Autre icône, et pas des moindres, qui a érigé le trolling en art (du lol) : Charli XCX. “Je pense que les gens qui me connaissent et qui connaissent mon travail savent que 50 % du temps, je suis entièrement sérieuse et que l’autre 50 % du temps, je suis une troll”, affirmait la chanteuse anglaise au magazine Rolling Stone, deux ans avant la sortie de son ultime album d’hyperpop Brat. De fausses annonces en teasers putassiers qui ont fait hyperventiler ses Angels (le blase de ses fans), en passant par un graphisme edgy dont les D.A. et étudiants de Penninghem ne s’en remettront jamais, Charli XCX nous a convaincu que le·la “troll” est en réalité un·e “brat” comme un·e autre et que le monde était une vaste blague…
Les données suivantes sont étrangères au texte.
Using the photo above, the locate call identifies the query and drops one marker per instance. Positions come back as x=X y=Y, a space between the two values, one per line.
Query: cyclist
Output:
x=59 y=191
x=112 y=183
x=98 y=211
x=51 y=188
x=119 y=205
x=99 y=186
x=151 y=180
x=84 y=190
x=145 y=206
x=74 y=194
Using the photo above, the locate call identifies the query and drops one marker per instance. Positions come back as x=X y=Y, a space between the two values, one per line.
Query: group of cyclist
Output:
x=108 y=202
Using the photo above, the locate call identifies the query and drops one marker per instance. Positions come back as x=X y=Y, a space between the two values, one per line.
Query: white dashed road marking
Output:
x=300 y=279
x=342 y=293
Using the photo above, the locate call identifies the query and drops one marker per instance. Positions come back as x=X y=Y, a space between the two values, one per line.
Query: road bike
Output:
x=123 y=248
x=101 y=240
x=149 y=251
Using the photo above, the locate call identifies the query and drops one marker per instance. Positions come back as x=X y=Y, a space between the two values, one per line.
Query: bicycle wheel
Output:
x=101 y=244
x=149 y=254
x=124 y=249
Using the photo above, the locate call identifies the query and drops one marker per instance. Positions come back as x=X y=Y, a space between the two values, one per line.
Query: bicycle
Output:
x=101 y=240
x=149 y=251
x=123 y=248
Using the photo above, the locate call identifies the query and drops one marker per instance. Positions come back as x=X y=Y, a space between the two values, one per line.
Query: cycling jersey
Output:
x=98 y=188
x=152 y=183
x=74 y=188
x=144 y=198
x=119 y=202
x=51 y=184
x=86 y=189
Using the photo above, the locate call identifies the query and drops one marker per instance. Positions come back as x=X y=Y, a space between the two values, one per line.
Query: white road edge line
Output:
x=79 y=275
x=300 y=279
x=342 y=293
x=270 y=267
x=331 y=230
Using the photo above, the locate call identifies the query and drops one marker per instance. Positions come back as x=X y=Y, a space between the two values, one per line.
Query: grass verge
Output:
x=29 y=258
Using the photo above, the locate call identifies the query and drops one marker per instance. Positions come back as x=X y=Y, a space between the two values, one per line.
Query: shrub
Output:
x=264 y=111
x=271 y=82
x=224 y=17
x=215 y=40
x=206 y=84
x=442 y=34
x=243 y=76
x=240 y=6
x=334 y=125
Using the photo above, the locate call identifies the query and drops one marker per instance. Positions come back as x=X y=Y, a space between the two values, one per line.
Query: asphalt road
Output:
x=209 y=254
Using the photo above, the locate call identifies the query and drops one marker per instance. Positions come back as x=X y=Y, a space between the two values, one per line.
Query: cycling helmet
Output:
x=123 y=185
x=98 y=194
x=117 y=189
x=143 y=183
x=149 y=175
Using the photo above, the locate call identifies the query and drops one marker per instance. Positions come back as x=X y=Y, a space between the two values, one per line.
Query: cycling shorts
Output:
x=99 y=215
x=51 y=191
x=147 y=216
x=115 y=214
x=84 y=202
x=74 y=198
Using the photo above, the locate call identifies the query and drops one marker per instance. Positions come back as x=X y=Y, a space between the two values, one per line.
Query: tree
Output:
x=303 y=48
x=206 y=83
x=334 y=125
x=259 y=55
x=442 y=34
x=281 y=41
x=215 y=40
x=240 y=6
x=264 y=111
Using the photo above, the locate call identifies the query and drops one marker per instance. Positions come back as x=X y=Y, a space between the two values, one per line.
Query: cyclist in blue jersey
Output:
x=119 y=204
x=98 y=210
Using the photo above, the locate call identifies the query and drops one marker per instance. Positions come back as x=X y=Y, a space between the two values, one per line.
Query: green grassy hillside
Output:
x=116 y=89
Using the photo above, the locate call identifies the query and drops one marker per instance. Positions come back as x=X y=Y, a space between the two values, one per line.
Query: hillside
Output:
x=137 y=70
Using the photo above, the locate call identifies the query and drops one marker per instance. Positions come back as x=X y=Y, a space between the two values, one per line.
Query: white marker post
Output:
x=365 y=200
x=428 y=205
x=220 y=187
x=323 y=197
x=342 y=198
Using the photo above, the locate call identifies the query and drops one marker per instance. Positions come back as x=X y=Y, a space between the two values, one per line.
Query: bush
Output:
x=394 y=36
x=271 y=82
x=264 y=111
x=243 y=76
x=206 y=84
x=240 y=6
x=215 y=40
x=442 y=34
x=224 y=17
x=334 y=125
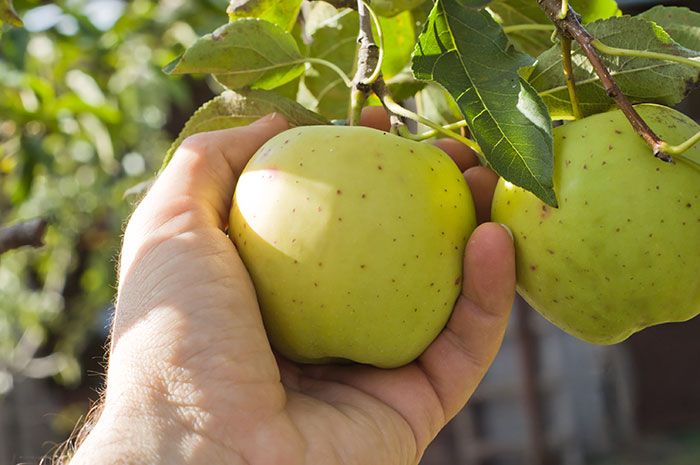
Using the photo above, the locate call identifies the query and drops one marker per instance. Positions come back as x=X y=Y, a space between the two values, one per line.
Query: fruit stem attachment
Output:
x=626 y=52
x=682 y=147
x=569 y=73
x=368 y=76
x=432 y=132
x=570 y=26
x=394 y=107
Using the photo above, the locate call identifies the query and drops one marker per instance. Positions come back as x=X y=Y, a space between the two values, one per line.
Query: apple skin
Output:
x=622 y=250
x=354 y=240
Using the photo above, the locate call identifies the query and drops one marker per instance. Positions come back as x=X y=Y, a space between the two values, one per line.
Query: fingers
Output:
x=375 y=117
x=457 y=360
x=196 y=188
x=482 y=183
x=481 y=180
x=462 y=155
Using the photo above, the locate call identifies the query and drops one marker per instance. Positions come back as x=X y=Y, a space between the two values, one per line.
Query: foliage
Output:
x=85 y=109
x=83 y=114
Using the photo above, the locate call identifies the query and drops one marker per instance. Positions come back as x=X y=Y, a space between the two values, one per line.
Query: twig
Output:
x=569 y=73
x=368 y=77
x=343 y=3
x=20 y=234
x=570 y=26
x=368 y=54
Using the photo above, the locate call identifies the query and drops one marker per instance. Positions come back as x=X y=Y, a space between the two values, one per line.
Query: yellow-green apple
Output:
x=353 y=238
x=622 y=250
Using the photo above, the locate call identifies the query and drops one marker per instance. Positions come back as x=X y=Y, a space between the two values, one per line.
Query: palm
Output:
x=188 y=324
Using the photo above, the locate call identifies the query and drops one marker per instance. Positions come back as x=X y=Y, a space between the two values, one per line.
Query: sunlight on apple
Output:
x=264 y=193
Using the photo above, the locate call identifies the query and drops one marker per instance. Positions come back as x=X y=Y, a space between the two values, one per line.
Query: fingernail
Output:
x=264 y=119
x=510 y=233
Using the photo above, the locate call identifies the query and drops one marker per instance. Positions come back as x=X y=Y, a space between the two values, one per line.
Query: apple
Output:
x=353 y=238
x=622 y=250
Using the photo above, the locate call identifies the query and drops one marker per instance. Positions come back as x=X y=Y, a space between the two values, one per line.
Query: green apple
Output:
x=353 y=238
x=393 y=7
x=622 y=250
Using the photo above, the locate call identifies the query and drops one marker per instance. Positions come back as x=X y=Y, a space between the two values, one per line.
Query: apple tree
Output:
x=567 y=101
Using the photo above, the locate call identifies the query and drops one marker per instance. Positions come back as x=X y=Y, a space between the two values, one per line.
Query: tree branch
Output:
x=570 y=26
x=343 y=3
x=20 y=234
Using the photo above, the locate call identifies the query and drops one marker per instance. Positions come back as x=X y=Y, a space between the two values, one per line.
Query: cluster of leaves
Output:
x=495 y=59
x=83 y=112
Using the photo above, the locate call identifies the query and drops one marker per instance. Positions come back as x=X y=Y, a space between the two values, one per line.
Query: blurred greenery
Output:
x=85 y=114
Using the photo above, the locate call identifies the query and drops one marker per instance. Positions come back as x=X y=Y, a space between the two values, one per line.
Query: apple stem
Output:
x=569 y=73
x=570 y=26
x=368 y=77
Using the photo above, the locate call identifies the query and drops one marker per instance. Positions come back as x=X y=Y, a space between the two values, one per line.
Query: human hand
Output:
x=192 y=377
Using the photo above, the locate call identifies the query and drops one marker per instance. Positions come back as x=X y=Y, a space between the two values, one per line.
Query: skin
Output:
x=354 y=241
x=192 y=378
x=619 y=254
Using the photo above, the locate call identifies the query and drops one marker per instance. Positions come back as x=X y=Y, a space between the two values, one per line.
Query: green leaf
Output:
x=466 y=52
x=593 y=10
x=232 y=109
x=8 y=14
x=640 y=79
x=280 y=12
x=528 y=12
x=682 y=24
x=245 y=52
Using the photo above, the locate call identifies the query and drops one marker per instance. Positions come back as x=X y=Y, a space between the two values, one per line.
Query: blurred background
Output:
x=86 y=114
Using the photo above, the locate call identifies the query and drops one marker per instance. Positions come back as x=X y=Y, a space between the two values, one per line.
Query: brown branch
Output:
x=343 y=3
x=570 y=26
x=29 y=233
x=367 y=62
x=368 y=54
x=381 y=90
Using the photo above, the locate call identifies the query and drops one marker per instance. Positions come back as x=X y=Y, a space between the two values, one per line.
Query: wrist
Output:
x=141 y=431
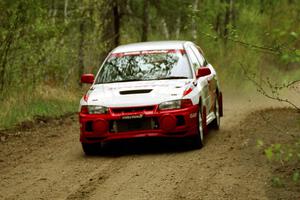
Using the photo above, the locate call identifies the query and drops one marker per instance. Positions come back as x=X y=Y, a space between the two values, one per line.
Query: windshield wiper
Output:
x=129 y=80
x=173 y=77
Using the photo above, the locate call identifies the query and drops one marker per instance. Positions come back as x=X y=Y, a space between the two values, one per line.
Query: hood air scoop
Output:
x=125 y=92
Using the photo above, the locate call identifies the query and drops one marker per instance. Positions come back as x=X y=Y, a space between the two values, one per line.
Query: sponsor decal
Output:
x=133 y=116
x=193 y=115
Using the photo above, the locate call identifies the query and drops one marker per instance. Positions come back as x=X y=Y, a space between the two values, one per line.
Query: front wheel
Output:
x=197 y=141
x=91 y=149
x=217 y=121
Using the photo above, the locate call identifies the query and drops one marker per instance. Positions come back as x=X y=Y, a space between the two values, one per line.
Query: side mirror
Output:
x=87 y=78
x=203 y=71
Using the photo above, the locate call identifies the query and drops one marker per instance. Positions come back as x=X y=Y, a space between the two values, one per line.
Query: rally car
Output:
x=151 y=89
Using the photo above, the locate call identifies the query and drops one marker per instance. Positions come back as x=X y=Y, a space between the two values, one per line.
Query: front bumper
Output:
x=136 y=123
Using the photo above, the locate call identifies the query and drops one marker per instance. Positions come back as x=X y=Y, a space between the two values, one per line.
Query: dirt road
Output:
x=46 y=162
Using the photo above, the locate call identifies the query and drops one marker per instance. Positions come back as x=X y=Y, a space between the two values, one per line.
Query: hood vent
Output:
x=125 y=92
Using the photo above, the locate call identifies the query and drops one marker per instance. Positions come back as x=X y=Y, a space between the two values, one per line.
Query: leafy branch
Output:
x=274 y=88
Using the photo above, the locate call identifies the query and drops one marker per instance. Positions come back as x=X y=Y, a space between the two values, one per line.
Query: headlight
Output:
x=170 y=105
x=93 y=109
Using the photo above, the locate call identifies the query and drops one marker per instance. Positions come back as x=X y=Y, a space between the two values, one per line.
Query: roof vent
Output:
x=125 y=92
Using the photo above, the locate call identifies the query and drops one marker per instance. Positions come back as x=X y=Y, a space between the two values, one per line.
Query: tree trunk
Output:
x=194 y=25
x=81 y=50
x=178 y=27
x=66 y=10
x=165 y=28
x=145 y=21
x=117 y=18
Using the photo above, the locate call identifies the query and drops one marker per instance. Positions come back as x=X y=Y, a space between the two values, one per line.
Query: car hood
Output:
x=137 y=93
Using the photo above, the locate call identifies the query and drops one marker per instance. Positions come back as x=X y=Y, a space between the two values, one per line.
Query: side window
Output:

Beyoncé en Pamela Anderson pour Halloween 2024.
Le sac “Paquet de Chips” de Balenciaga
Troll model

 

Une façon de prouver par là même, que le troll n’est pas l’apanage “d’hommes blancs, privilégiés” comme le constatait dans son livre à charge “This is Why We Can’t Have Nice Things : Mapping the Relationship between Online Trolling and Mainstream Culture”, de l’autrice américaine Whitney Phillips publié il y a pile 10 ans. Un exemple illustré par Beyoncé, nouvelle troll en chef qui, à l’occasion d’Halloween 2024, a trollé ses fans en se grimant en Pamela Anderson aux MTV VMA Awards de 1999. À l’exception près que le mur du vrai-faux photocall devant lequel elle prend la pose n’affichait pas MTV Video Music Awards mais bien “BTV No Visual Awards”. Une façon pour elle de répondre aux critiques constantes de ses fans qui lui reprochent encore de ne toujours pas avoir sorti de clips vidéo pour son album “Renaissance”, datant de 2022. Si on ajoute à ça une autre photo où on la voit se prendre pour la pin-up des 1990’s dans “Bay Watch” (“Alerte à Malibu”) — modifié ici en “Bey Watch”, le trolling est bel et bien complet. “Watch” se traduisant par “regarder avec attention”, Beyoncé ne fait que dire à ses fans : “regardez moi bien vous troller”. Afficher clairement son trolling semble donc faire partie d’une nouvelle stratégie totalement assumée comme le montre la dernière campagne G-Star. Afin de répondre à Balenciaga (encore eux) qui avait copié ses jeans lors de son show printemps-été 2025, l’équipe de com’ de la marque de jeans a ouvertement copié leur défilé pour en faire leur nouvelle campagne, avec comme slogan : “They used our jeans. We steal the show.” (“Ils ont utilisé nos jeans. On leur vole leur défilé”).

Campagne G-Star.
Balenciaga SS25.

Une preuve de plus qu’aujourd’hui, les choses ont bien changé : le troll est maintenant un cool kid qui sort du rang pour mieux renverser la table. Dans le contexte socio-politique actuel, les initiatives populaires isolées de défiance et de trolling vont se multiplier à l’avenir, dans la veine des détournements d’émojis qui affluent dans les commentaires sur les réaux sociaux (type la pastèque en soutien à la Palestine) ou de l’algospeak pour esquiver la censure algorithmique et tentatives de désinformation des complotistes et/ou de l’extrême droite. Le troll change de camp, comme le sous-entend ce témoignage publié début janvier dans la rubrique “You be The Judge” du journal anglais The Guardian, par une lectrice qui se demandait si son “petit ami devrait arrêter de troller les comptes de réseaux sociaux de droite ?” Réponse de l’intéressé incriminé : “Je tiens tête aux fanatiques : il n’y a aucun mal à leur renvoyer la balle” (“Giving them a taste of their own medicine” dans la version originale, ndlr).” Œil pour œil, dent pour dent.